2. A ratchet and spanner set
As soon as your kid has the fine motor skills to hold a spanner, give him or her a ratchet and spanner set. These tools can help your curious child to remove nuts and bolts or tighten them.
So your kid isn't tempted to take apart too many things that you actually use, buy a few old bicycles form a charity shop and invite your kid to work on those. Taking apart and reconfiguring bicycles and their parts can fill hours for a child who is interested in that.
3. A cordless drill
When you think your child is ready to start working on his or her own creations, a cordless drill is the perfect gift. Look for a lightweight drill that your child can easily hold and control.

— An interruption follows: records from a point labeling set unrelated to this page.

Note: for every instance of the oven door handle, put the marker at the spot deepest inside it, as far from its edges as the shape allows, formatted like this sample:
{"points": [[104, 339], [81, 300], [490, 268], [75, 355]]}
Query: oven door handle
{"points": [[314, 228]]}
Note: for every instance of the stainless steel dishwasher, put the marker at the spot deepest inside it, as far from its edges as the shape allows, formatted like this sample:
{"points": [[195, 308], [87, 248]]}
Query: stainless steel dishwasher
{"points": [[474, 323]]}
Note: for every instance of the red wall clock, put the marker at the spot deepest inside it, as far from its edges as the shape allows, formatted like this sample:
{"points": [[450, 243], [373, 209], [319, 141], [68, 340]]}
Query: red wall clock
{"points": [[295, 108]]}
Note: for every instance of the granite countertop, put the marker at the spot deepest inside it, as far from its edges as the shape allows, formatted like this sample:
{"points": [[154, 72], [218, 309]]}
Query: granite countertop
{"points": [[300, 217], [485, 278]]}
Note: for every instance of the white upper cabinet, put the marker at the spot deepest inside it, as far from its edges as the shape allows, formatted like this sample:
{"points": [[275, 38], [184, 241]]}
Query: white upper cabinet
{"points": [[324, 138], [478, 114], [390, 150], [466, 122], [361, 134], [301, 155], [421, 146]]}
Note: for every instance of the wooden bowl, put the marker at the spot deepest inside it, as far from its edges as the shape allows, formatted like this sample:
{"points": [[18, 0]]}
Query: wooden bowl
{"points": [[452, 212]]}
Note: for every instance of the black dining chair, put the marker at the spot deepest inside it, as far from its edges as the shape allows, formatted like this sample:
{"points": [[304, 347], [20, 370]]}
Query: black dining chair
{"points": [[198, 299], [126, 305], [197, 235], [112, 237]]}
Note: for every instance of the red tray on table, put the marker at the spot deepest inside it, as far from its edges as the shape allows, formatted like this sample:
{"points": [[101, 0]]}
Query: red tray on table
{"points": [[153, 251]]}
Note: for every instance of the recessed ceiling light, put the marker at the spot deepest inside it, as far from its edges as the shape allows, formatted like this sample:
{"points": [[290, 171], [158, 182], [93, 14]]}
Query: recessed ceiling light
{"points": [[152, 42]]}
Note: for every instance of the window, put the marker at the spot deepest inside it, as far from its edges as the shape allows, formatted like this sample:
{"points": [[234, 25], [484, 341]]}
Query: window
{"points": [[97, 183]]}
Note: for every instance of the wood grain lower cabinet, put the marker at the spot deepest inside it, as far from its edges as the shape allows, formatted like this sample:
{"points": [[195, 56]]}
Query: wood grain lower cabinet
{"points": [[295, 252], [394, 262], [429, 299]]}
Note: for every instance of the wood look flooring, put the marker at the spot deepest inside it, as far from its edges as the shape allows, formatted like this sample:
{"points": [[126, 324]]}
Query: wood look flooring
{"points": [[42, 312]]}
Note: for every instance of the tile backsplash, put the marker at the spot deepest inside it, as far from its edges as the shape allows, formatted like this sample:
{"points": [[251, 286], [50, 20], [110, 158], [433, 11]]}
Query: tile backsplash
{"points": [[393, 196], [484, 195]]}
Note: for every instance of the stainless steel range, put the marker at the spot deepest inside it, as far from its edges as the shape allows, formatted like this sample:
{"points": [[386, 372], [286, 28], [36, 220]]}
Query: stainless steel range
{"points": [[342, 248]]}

Then, buy a box of assorted hardware and a few pieces of scrap lumber and plywood, and let your child build as he or she wishes. With just one cordless drill, your child can make holes, sink screws and fasten things together.
4. A lightweight cutting tool
If your child is old enough to understand the risks of using cutting tools and if you feel comfortable, there are lightweight saws that can work well for kids or pre-teens.
Look for a small handsaw with a comfortable grip that can fit your child's relatively small hand. Alternatively, consider a Japanese-style saw. These saws feature thin blades, and they cut on both the push and the pull stroke, making them even more effective for a potentially impatient child.
5. A tool belt
If your kid likes to dress up or if he or she just likes to keep things organised, consider giving him or her a tool belt. Look for a child-sized belt that can hold all of the tools your child has, and consider augmenting it with work overalls, a hardhat or other construction apparel.